Author - Chris Weagel

Chris Weagel writes about the intersection of technology and parenting for Wired Magazine. No he doesn't. He can't stand that shit.

Nightcap 06/09/13

Roland went to the mountain and returned with a huge boulder. He pushed it all the way back, across three time zones.
“Every man is entitled to defend himself. They can't get within 50 feet of me.”
Roland hasn't seen his parents in years. They doted on his brother with the misshapen ear. Roland was left to play with chains out behind the garage.
“Get out. I won't drive with a pussy.”

Nightcap 06/08/13

Roland DuBuque has a neck mole. He runs a liquor store he doesn't own. He's just purchased his 14th GMC Hummer.
“Nobody wants 'em. You can get 'em for parts, anything. I got a whole fleet. I paint 'em all orange. Safety.”
Roland guest lectures at Concealed/Carry classes and “lives the example.”
“This Comet ISON shit is bullshit. They all knew.”
Dialysis will see him through four more decades. Last of a breed.

Nightcap 05/28/13

Everyone, all of us, in America were driven insane not too long ago. No one escaped. Newborns sleep beneath open, always-running laptop computers for the first thirteen months. It's all very efficient.
That's why we mock the Amish.

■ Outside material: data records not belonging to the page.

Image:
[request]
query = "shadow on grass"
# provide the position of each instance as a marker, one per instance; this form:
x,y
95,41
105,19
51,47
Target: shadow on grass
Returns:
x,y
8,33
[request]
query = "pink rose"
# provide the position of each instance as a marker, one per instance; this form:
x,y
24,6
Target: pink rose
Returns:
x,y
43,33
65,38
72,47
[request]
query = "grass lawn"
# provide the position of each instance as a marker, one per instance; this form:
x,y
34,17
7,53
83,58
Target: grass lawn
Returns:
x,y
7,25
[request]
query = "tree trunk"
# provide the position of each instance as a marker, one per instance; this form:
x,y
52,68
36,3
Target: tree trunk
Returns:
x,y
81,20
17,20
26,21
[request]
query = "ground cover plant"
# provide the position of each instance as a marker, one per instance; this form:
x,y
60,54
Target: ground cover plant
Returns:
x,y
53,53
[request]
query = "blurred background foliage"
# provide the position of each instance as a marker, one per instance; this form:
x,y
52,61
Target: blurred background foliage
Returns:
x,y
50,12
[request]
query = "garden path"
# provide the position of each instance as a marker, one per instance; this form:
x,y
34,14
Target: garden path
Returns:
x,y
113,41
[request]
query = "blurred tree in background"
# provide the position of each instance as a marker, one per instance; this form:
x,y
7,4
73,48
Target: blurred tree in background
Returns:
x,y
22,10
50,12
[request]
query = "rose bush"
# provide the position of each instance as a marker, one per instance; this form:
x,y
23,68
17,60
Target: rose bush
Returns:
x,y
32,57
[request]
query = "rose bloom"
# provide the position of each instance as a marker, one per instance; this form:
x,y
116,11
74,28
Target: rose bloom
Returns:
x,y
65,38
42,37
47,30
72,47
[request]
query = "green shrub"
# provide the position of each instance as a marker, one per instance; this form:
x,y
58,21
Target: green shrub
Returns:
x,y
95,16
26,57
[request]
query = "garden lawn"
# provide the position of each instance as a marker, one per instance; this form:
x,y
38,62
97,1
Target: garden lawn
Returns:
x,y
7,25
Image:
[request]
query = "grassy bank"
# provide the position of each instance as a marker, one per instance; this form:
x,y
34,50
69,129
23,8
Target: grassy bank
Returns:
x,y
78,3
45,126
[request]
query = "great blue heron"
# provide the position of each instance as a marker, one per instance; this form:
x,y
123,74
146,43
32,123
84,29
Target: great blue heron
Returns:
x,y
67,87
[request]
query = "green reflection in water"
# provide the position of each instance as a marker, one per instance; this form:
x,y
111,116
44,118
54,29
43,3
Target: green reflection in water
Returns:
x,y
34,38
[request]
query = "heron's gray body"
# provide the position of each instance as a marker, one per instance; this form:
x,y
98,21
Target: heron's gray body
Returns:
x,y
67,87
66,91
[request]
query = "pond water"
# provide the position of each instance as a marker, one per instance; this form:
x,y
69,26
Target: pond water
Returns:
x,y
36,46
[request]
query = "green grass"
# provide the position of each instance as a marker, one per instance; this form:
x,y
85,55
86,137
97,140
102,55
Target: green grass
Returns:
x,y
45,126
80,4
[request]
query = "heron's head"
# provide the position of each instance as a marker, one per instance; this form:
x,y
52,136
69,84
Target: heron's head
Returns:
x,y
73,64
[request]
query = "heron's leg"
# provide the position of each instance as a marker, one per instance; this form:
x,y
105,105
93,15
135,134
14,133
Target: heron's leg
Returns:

Their only method for driving babies crazy involves involuntary beardings and potato-gluing their hands to bibles.

Nightcap 05/27/13

The end of May exposes many broken promises. We're approaching Popsicle weather, there's no hiding it. So June brings reform. No more romantic breakfasts at Burger King. Stop offering to rewrite your friend's play. Smile when they perform it for you in the hall. Encourage them to do the cockney accents. Admit you've traded your dignity for half a car wash coupon book. And follow through. Because what do you want to be? A gutless wonder, clutching curtains and asking for rides to the KMart pharmacy? Or a lightly caricatured version of yourself in a syndicated television sitcom worthy of the respect of your adopted children? When it comes down to it, refuse the extra gravy. Ask them to put it in a clearly labeled bag and mail it to your Aunt. Offer to pay for priority...

Nightcap 05/24/13

I've taken it upon myself to write original songs inspired by the lesser-loved items on the Burger King drive thru menu. The Walnut Cups, Fried Olives, Highway Safety Sticker Packs, and so forth. I won't be posting them here, but will instead mail recordings of them to senators, along with photos of each of you.

Nightcap 05/21/13

Preacher says, time and again, the only folks who can be trusted were born with twelve fingers and probably smell like cotton straightener. As for the rest of these monsters – the ones that surround us all the time always – he suggests using electrical tape to stick lists of their deficiencies to their backs to free up space in your mind’s limited memory chambers, filling them instead with photos of sharks.
He also advocates tearing dogs in half in the hope each end grows a new dog, rebuilding his army without additional cost.